Он ужасно понимающий, этот мой любимый зверь. Пусть и очень любит прикидываться идиотом.
Когда его спина исчезает среди памятников, я подхожу ближе к стеле с ростовым портретом Алика, прислоняюсь лбом к мрамору. Холодный как лед, пусть на дворе и теплый, пропахший сиренью май. На колени я не встаю — сейчас это обесценило бы аналогичный жест, который я делаю для Эда. Впрочем, вряд ли Алекс был бы сейчас этим недоволен, раз уж он меня отпустил. А вот коснуться ладонью памятника я могу. Левой ладонью — с его обручальным кольцом.
Мне по-прежнему жаль, что его не стало. Таких как он в моей жизни не было и не будет.
Зато есть кое-кто другой. Поэтому я все-таки иду дальше. И не остановлюсь.
— Спи спокойно, милый. — Ритуальная фраза на прощанье.
Такие дни повторяются каждый месяц, и я знаю каждую ноту этой мелодии.

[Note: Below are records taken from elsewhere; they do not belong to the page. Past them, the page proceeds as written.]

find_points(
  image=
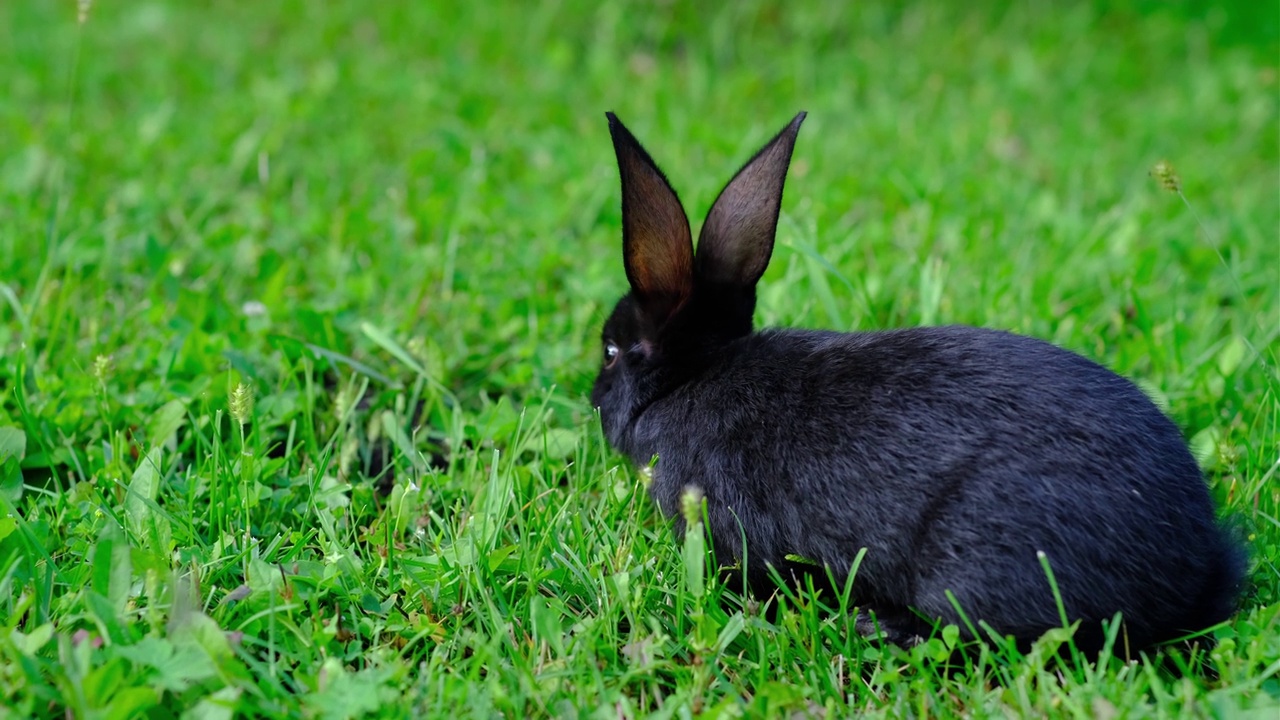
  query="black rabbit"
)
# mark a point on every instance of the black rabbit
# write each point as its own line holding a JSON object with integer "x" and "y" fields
{"x": 954, "y": 455}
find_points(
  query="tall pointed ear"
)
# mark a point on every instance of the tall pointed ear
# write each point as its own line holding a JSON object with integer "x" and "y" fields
{"x": 657, "y": 246}
{"x": 736, "y": 241}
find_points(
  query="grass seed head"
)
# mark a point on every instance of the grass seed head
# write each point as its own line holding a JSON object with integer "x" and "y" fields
{"x": 242, "y": 402}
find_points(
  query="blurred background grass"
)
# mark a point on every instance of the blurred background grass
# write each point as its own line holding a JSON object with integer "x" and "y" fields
{"x": 184, "y": 183}
{"x": 443, "y": 167}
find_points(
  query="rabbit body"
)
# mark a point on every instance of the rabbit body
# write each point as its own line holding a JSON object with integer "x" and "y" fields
{"x": 952, "y": 455}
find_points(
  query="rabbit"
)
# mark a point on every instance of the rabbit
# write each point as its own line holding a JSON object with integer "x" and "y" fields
{"x": 956, "y": 456}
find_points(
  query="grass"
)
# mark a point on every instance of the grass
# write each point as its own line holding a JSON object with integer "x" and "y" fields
{"x": 298, "y": 311}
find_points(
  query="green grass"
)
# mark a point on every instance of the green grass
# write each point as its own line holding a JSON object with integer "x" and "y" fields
{"x": 397, "y": 227}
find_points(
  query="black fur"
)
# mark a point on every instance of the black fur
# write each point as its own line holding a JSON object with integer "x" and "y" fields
{"x": 954, "y": 455}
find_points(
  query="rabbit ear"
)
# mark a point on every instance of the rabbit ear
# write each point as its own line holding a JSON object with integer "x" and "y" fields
{"x": 737, "y": 237}
{"x": 657, "y": 246}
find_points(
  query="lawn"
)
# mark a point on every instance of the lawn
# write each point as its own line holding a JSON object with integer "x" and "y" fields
{"x": 300, "y": 309}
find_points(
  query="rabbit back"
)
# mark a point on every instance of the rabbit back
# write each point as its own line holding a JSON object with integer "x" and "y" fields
{"x": 955, "y": 456}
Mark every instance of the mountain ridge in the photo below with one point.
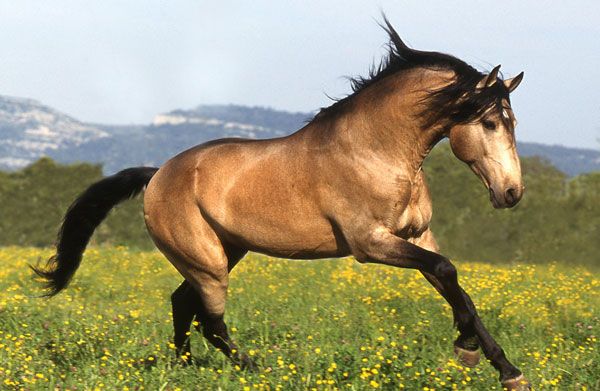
(30, 130)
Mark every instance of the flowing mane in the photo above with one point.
(458, 102)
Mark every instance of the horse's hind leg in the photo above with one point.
(183, 315)
(189, 242)
(187, 303)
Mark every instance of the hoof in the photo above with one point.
(467, 358)
(519, 383)
(246, 363)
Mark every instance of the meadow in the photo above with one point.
(309, 325)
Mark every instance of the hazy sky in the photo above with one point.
(125, 61)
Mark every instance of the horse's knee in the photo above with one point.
(445, 271)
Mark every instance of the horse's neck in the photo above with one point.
(390, 135)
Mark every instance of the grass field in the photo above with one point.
(309, 325)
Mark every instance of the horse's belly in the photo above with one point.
(302, 238)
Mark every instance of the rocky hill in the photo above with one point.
(29, 130)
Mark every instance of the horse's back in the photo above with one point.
(255, 194)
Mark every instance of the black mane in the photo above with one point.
(458, 102)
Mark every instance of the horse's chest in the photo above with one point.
(412, 220)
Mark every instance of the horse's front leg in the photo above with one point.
(381, 246)
(465, 348)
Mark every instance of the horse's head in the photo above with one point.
(487, 144)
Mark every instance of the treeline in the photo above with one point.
(558, 218)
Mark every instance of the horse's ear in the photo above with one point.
(490, 79)
(512, 84)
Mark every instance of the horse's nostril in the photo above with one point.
(511, 196)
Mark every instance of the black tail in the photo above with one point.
(82, 218)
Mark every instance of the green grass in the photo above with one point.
(309, 325)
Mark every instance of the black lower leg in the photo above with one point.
(464, 342)
(183, 315)
(472, 328)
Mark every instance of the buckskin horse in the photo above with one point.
(350, 182)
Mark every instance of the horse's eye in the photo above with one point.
(489, 125)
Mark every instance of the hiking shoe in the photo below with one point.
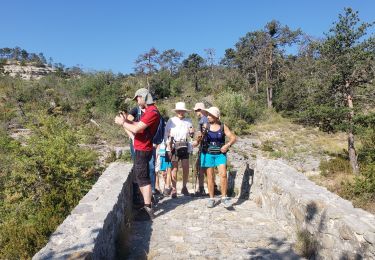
(185, 191)
(200, 193)
(158, 195)
(210, 203)
(174, 194)
(154, 199)
(227, 202)
(216, 191)
(150, 212)
(167, 191)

Я подхожу к машине, и Эд с минуту не смотрит на меня, смотрит мимо, а потом безмолвно стискивает меня в своих руках и утыкается губами в мою шею. Не целует, не кусает, просто молчит и дышит мной. И он ужасный балбес, на самом деле, потому что думает, что понимающий в нашем тандеме только он. Будто у меня глаз нет. И мозгов тоже.
Вообще-то этот балбес меня до сих пор ревновал к отцу. Жутко сам на себя бесился, наказывал сам себя запретом на причинение боли — всякий раз после кладбища у нас с ним бывало по три дня довольно спокойного, почти ванильного секса. Но он ревновал. Именно по тем же причинам — он до сих пор высветлял волосы. Чтобы не дай бог, я не увидела в нем тень отца. Ну вот скажите же, придурок?

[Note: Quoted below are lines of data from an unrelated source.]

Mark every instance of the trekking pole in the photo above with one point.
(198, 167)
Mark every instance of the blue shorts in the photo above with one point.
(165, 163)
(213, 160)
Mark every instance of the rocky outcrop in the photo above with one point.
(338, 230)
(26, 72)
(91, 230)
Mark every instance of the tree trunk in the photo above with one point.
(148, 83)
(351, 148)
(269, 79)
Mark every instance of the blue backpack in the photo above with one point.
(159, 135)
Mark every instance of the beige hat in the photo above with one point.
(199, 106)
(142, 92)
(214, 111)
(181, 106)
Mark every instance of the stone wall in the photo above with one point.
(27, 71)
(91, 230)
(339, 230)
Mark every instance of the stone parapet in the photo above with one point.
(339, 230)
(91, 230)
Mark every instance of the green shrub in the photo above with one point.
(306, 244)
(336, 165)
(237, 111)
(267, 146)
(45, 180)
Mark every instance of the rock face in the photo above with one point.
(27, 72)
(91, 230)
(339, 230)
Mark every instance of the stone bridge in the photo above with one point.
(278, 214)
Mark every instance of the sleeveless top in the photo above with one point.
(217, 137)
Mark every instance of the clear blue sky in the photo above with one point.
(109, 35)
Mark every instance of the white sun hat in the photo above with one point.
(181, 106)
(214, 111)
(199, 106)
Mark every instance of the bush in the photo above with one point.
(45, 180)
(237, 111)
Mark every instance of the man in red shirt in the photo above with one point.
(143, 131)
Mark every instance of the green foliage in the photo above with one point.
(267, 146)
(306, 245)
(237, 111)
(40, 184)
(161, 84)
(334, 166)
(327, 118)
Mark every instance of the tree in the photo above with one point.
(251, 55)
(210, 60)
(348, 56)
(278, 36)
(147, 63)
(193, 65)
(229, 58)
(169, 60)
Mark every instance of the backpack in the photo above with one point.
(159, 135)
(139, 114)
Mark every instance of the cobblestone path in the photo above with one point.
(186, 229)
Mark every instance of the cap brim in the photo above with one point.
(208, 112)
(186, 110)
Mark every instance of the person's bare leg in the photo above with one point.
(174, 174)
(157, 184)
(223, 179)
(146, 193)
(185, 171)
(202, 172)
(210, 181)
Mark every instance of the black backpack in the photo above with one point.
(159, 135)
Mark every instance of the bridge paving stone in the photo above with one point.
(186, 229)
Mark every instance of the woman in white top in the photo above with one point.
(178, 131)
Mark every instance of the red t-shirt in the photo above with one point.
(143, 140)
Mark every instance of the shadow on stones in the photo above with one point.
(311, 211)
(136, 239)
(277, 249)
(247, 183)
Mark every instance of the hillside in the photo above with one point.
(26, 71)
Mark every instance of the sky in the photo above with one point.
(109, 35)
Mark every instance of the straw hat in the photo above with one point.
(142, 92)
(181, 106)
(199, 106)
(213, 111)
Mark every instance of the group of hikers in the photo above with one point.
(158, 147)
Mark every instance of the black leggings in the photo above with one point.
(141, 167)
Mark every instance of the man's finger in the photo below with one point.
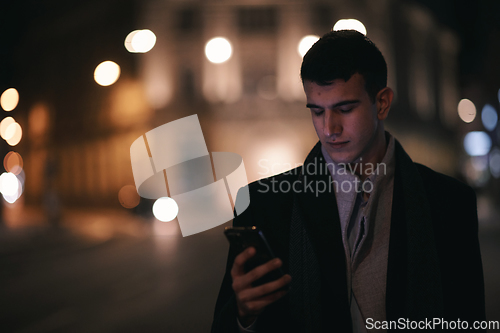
(239, 262)
(260, 271)
(261, 292)
(255, 307)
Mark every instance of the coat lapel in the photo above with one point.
(315, 209)
(413, 276)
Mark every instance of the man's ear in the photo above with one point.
(384, 100)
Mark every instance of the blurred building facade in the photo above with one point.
(252, 104)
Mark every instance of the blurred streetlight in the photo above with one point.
(4, 124)
(305, 44)
(13, 162)
(9, 99)
(466, 110)
(165, 209)
(350, 24)
(13, 134)
(10, 187)
(140, 41)
(218, 50)
(477, 143)
(106, 73)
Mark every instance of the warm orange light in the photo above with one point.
(14, 133)
(106, 73)
(9, 99)
(466, 110)
(13, 162)
(128, 196)
(4, 124)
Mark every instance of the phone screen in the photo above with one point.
(244, 237)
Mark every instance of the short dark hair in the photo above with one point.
(339, 55)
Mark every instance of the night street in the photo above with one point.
(113, 272)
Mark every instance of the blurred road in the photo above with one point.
(108, 271)
(111, 271)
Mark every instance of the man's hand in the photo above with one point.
(252, 300)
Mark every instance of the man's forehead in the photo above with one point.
(336, 91)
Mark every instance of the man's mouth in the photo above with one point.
(338, 144)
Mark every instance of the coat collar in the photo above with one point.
(413, 276)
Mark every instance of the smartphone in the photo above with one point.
(244, 237)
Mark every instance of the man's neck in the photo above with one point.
(365, 167)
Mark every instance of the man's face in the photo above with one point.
(345, 119)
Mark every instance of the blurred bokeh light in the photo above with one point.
(466, 110)
(106, 73)
(4, 124)
(10, 187)
(13, 134)
(477, 143)
(350, 24)
(140, 41)
(13, 162)
(9, 99)
(218, 50)
(489, 117)
(305, 44)
(165, 209)
(128, 196)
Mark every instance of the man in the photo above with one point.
(366, 236)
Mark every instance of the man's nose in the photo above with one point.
(333, 124)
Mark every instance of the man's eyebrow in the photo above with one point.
(314, 106)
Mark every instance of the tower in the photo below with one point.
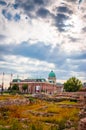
(52, 77)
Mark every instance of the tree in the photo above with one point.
(15, 87)
(72, 85)
(25, 87)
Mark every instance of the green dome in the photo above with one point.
(52, 74)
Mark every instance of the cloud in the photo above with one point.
(3, 3)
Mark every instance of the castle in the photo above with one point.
(39, 85)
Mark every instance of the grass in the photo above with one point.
(35, 116)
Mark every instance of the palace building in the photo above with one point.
(39, 85)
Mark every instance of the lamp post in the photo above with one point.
(2, 83)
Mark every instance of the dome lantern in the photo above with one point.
(52, 77)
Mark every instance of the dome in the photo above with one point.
(52, 74)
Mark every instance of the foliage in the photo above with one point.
(72, 85)
(34, 116)
(25, 87)
(15, 87)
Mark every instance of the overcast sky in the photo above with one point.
(37, 36)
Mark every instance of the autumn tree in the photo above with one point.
(72, 85)
(25, 87)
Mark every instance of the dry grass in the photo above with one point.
(33, 117)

И я все смотрела на него, и думала — стоит ли поговорить с ним об этом, или это слишком наглый вызов его авторитету? Смотрела и думала, что кажется, сегодня с ним все-таки поговорю…
Стабильность — это на самом деле хорошо. Эд вообще был человеком жесткой привычки, четкого порядка и на все случаи жизни у него если что был план. Как при этом он умудрился запасть на такое стихийное бедствие как я — я не знаю, но я нахожу это чрезвычайно приятным стечением обстоятельств.

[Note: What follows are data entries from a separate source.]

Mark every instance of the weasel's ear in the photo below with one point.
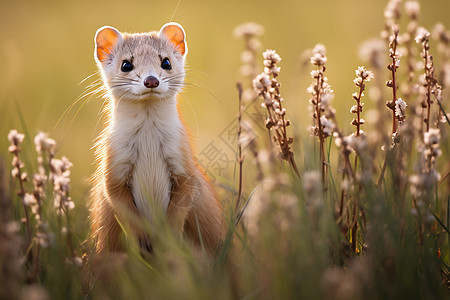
(105, 40)
(174, 32)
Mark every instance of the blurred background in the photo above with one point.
(46, 50)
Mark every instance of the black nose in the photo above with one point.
(151, 82)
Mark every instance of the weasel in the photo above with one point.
(145, 163)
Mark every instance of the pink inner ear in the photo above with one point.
(176, 37)
(106, 40)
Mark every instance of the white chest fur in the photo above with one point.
(145, 140)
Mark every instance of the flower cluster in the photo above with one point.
(362, 75)
(60, 169)
(15, 140)
(322, 94)
(249, 32)
(431, 140)
(392, 83)
(268, 87)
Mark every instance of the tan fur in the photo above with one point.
(193, 209)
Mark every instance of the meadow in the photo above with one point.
(330, 151)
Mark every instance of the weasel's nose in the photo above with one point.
(151, 82)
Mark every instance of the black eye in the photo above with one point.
(165, 64)
(126, 66)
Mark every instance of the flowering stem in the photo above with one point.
(320, 128)
(393, 69)
(240, 157)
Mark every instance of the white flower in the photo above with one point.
(271, 57)
(364, 73)
(327, 125)
(412, 9)
(29, 199)
(14, 137)
(400, 107)
(261, 82)
(422, 35)
(432, 137)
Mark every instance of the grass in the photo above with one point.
(357, 223)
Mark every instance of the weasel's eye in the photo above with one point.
(126, 66)
(165, 64)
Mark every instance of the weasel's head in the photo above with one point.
(142, 66)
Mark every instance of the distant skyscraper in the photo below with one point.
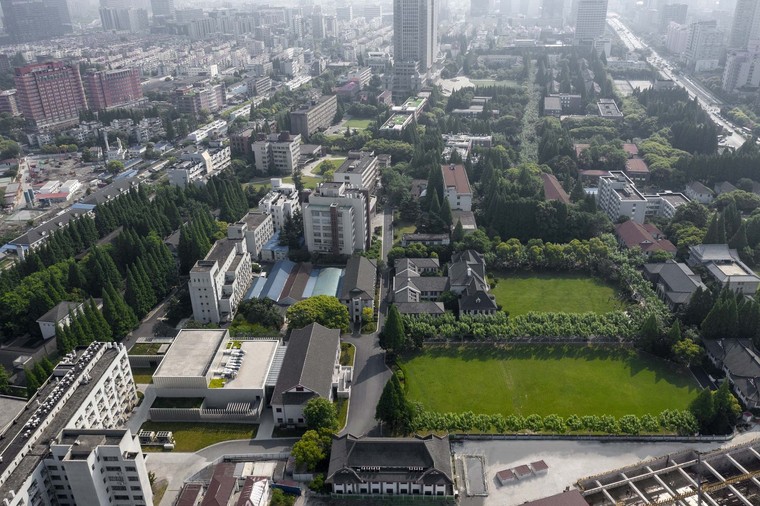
(415, 44)
(552, 12)
(746, 25)
(480, 8)
(162, 8)
(590, 21)
(675, 13)
(28, 20)
(415, 32)
(50, 94)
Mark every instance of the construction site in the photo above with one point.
(724, 477)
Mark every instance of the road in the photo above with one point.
(370, 371)
(707, 100)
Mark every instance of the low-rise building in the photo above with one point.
(360, 170)
(391, 466)
(256, 229)
(456, 187)
(725, 267)
(314, 116)
(608, 109)
(739, 359)
(674, 281)
(219, 281)
(281, 202)
(310, 368)
(699, 192)
(358, 286)
(647, 238)
(228, 377)
(618, 197)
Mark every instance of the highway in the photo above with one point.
(709, 103)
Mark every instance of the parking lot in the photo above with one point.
(568, 462)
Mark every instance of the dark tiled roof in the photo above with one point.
(553, 190)
(59, 311)
(423, 307)
(308, 361)
(359, 280)
(741, 359)
(418, 459)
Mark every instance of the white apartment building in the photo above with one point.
(665, 204)
(336, 219)
(590, 21)
(69, 446)
(618, 196)
(281, 202)
(360, 170)
(279, 151)
(219, 281)
(456, 187)
(256, 229)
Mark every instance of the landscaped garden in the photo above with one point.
(191, 437)
(358, 123)
(543, 380)
(555, 292)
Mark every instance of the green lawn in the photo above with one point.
(546, 379)
(493, 82)
(191, 437)
(143, 375)
(560, 292)
(358, 123)
(403, 228)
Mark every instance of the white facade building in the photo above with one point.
(279, 151)
(281, 202)
(256, 229)
(618, 197)
(219, 281)
(360, 170)
(456, 187)
(69, 445)
(336, 219)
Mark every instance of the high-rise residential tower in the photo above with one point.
(590, 21)
(415, 44)
(29, 20)
(746, 25)
(162, 8)
(50, 94)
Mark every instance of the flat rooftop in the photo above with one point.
(732, 270)
(191, 353)
(255, 364)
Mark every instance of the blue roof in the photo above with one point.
(276, 280)
(328, 282)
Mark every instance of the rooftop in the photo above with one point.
(455, 176)
(191, 353)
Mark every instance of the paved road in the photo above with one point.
(370, 371)
(707, 100)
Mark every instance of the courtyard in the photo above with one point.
(555, 292)
(545, 379)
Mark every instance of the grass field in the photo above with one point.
(569, 293)
(308, 182)
(191, 437)
(565, 380)
(358, 123)
(493, 82)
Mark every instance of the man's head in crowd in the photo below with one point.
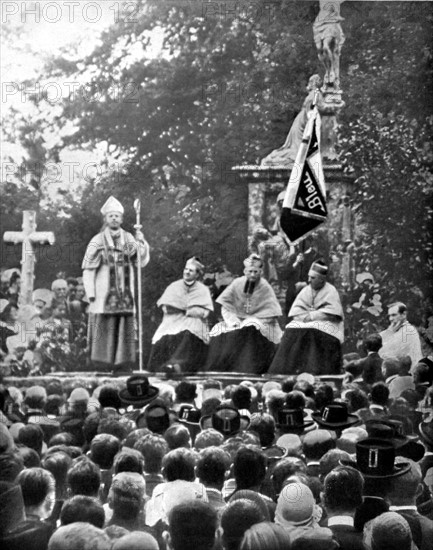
(324, 395)
(212, 467)
(79, 535)
(109, 397)
(389, 531)
(397, 314)
(32, 436)
(373, 342)
(153, 448)
(77, 402)
(60, 289)
(264, 426)
(241, 397)
(316, 443)
(179, 464)
(208, 438)
(128, 460)
(265, 536)
(236, 518)
(275, 401)
(84, 478)
(285, 468)
(253, 268)
(192, 526)
(342, 491)
(126, 496)
(379, 394)
(38, 488)
(317, 275)
(136, 540)
(186, 392)
(177, 436)
(249, 468)
(58, 464)
(82, 508)
(11, 464)
(35, 398)
(193, 270)
(103, 449)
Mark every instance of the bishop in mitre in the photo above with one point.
(108, 278)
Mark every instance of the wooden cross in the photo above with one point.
(29, 238)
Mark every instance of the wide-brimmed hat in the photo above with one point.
(375, 459)
(156, 417)
(426, 430)
(226, 420)
(393, 431)
(190, 416)
(138, 391)
(335, 416)
(292, 420)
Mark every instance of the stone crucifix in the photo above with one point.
(29, 238)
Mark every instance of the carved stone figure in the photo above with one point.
(286, 154)
(329, 37)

Надеюсь, сегодня Эд не будет возражать, если мы немножко отступимся от традиций.
Но не сейчас, сейчас я сама немножко эмоционально вымотана, все-таки эти посещения и мне даются не просто.
Дорога домой всегда заканчивается на шкуре у камина. Камин не топится, ну и нахрен бы его. Бедный Потапыч, который уже даже от стыда не сгорает от всего того многочисленного непотребства, что мы на нем творим. Еще чуть-чуть — и он сам начнет нам подмахивать. Ну или мы в нем все-таки протрем дыру…
Впрочем, дело до секса после визита к Алексу никогда не доходит сразу. Сначала мы просто молча сидим.
Точнее это Эд сидит, а я лежу головой у него на коленях и поглаживаю пальцами ладонь, опущенную мне на шею. И проходит даже не один десяток минут так, пока я наконец наскребаю силы открыть рот. Надо.
— Эдик.
Я редко называю его так. Все-таки ему уменьшительно-ласкательные формы имени совершенно не идут. Именно поэтому сейчас его лицо, неподвижное от того, что он пытается не палиться своей внутренней бурей, удивленно смотрит на меня.
— Ты же понимаешь, что сейчас я — твоя, да?
Несколько минут между нами звенит тишина. Эд успевает примерить на себя физиономию “не понимаю о чем ты”, но я так ехидно улыбаюсь, что он понимает — не поверю.
— Да, понимаю, — устало произносит он.
— Зачем морочишься тогда?
Он снова молчит. Молчит долго, и я успеваю усесться рядом с ним на колени. Я редко вижу его таким, действительно редко.